The program invests in monitoring the child and discovering opportunities to expand certain skills and interaction. This intervention program prescribes at least four hours of child-parent interaction, an hour for semi-structural skills and another hour in sensory-motor play activities (Hume, Bellini & Pratt, 2005). This intervention gives the best outcome when combined with inclusive preschool programs, occupational therapy, and speech (Hume, Bellini & Pratt, 2005). However, this intervention depends on the parent skill or professionalism in responding to the child’s actions and behaviors and therefore, it is not easy to be implemented in the society.
The Denver model
Denver model is scheduled and carried out in a setting similar to that of the classroom so that only positive effects in interpersonal interactions and pragmatic communication are emphasized in an environment and context which can be predicted. The child’s morale is boosted by the therapies administered together with the activities in a way that does not differ so much from those of the behavioral intervention approach. Denver model also relies on reactive language strategies to facilitate communication and coach mental representation. Research on the Denver model has proved that children exposed to the intervention demonstrate significant development in various areas. Corsello (2005) says;
… such children show significant development in cognitive language, social/emotional development, perceptual/fine motor development, and gross motor development after 6 to 8 months in the program”…. while only 53% of the children shows functional speech when they enter the program, 73% [demonstrate] functional speech at follow-up”. (Corsello, 2005, p.82)

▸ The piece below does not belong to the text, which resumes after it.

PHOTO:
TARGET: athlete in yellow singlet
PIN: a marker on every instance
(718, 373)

Chawarska et al. (2008) quoted Wetherby as having identified some significant principles from the developmental researches that are essential for children with ASD and which need to be considered in the intervention. The major one is social communication development that involves development from preverbal to verbal communication. The development of preverbal communication is a necessary lead to the development of the international use of language to communicate.
Conclusion and recommendations
Autistic Spectrum Disorder is a severe condition that affects both the child and the parent and its understanding is helpful for both. In principle, the condition has no cure but there is considerable evidence that it can be treated and its severity reduced. The foregoing discussion has shown that research supports the view that when ASD is detected earlier, early intervention produces substantial results. Although most literature recommends more study and research to be geared towards some developed models for intervention, there is some hope that at least intervention of any kind is better than none and that these interventions are all anchored on parent efforts.

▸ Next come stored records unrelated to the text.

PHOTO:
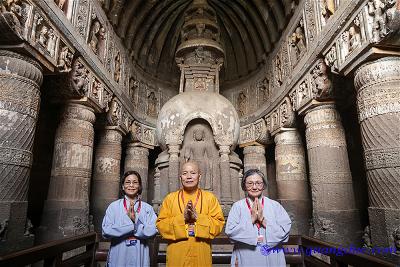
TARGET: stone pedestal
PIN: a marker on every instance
(335, 216)
(378, 101)
(106, 174)
(20, 80)
(137, 159)
(291, 179)
(66, 210)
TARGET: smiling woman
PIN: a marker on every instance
(128, 223)
(257, 222)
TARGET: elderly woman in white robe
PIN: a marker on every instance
(128, 223)
(257, 225)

This is very encouraging because the first people to be affected by the condition are the children and their parents, whose expectations are thwarted by the disability. Therefore, before external stakeholders intervene, parents are encouraged to be extra observant so that any abnormality observed in their children is reported in time. Parents, therefore, require civic education so that they are aware of the positive effect of both early diagnosis and intervention for children with autistic disorder.

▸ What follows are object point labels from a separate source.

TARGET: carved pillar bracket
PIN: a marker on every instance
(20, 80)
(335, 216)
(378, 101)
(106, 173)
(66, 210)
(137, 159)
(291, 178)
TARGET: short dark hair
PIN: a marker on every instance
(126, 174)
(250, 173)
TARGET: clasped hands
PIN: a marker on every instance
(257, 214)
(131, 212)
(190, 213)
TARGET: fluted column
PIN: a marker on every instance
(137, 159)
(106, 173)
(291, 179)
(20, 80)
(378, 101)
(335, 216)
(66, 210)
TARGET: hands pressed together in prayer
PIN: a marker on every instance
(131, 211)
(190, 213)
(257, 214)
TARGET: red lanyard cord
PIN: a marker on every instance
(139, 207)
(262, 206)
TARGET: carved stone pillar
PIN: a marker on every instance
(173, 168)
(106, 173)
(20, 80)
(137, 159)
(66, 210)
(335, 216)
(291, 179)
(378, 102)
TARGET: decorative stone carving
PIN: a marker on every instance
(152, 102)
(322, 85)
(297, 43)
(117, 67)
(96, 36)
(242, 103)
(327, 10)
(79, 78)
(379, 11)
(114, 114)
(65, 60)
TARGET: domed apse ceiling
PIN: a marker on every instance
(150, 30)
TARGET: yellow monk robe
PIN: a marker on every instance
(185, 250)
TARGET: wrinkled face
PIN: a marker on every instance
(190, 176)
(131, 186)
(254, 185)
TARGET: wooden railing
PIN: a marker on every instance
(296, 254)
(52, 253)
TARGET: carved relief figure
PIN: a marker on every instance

The concern is not only the parents’ but for the community at large and therefore community health professionals should be involved in educating parents (and the society) on the need to take their children for regular check-ups and on the interventions available to them in case such diagnoses turns positive. There is, therefore, a dire need for all stakeholders including the government to initiate civic education concerning this condition; the appropriate interventions and the expected results so that parents and relatives can participate in ensuring that children with autism share in enjoying a quality life.